I like using a strap around my upper arms to keep the elbows from splaying. I try to visualize my shoulderblade points being my sit bones in this position, and that the thoracic spine can then sit up tall away from them. I also work on trying to arch my heart forward, again stressing the "sitting up tall" posture while upside down. Having blankets underneath you really helps, 2 or 3 especially, then folding the bottom edge of your mat up over the blankets, so your upper arms can still grip.

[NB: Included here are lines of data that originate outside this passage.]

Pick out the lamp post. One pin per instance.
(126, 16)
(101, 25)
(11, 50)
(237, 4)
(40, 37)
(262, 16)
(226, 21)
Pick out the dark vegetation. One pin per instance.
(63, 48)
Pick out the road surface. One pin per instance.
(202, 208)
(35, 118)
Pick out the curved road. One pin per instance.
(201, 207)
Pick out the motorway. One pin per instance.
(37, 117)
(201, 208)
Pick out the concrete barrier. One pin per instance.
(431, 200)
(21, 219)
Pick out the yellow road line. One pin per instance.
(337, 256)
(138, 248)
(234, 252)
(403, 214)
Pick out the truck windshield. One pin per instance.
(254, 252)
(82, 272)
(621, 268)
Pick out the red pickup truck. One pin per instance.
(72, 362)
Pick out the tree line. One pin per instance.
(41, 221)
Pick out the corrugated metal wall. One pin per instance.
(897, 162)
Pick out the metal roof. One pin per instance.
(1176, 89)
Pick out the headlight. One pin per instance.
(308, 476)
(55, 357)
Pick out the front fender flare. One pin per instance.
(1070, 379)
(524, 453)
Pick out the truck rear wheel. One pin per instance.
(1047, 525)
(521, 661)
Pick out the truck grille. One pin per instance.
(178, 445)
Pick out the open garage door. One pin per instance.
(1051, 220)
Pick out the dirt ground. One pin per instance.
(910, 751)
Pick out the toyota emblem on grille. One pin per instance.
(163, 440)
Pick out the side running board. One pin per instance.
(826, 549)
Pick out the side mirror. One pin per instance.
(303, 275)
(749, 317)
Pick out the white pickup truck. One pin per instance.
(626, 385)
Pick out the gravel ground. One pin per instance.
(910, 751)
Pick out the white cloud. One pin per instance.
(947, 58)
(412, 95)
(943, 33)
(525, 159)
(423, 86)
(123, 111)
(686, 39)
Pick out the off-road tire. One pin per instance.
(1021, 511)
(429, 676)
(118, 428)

If you're flexible enough in plow to take your legs all the way to the floor behind you, try coming close enough to a wall behind you, so that you can press your feet into the wall for resistance (with straight legs). Keep the legs parallel to the floor, so you toes won't be touching the floor anymore. As your feet press into the wall, feel the wall press your hips back away from it (same sort of feeling as the resistance created in ardha uttanasana with hands at the wall), and that can teach you to lift up out of your thoracic spine better. Ideally, your upper back should be vertical in plow as well, not caved in like a forward bend, but more of a backbend action as the heart arches forward. Think of making sharp angles rather than soft curves at the hip and shoulderblade junctions, then use your belly strength to fortify the lift of the spine away from gravity. Then once you unbend the hips to go back up to shoulderstand, keep feeling as if you have that wall for your feet to press into still.

I don't know, maybe my lowback and hamstring flexibility is better than most, so maybe this variation might not suit you. But I really found that the action of the feet pressing into the wall in halasana really helped me know what to look for in shoulderstand, which was a big issue for me for a long time.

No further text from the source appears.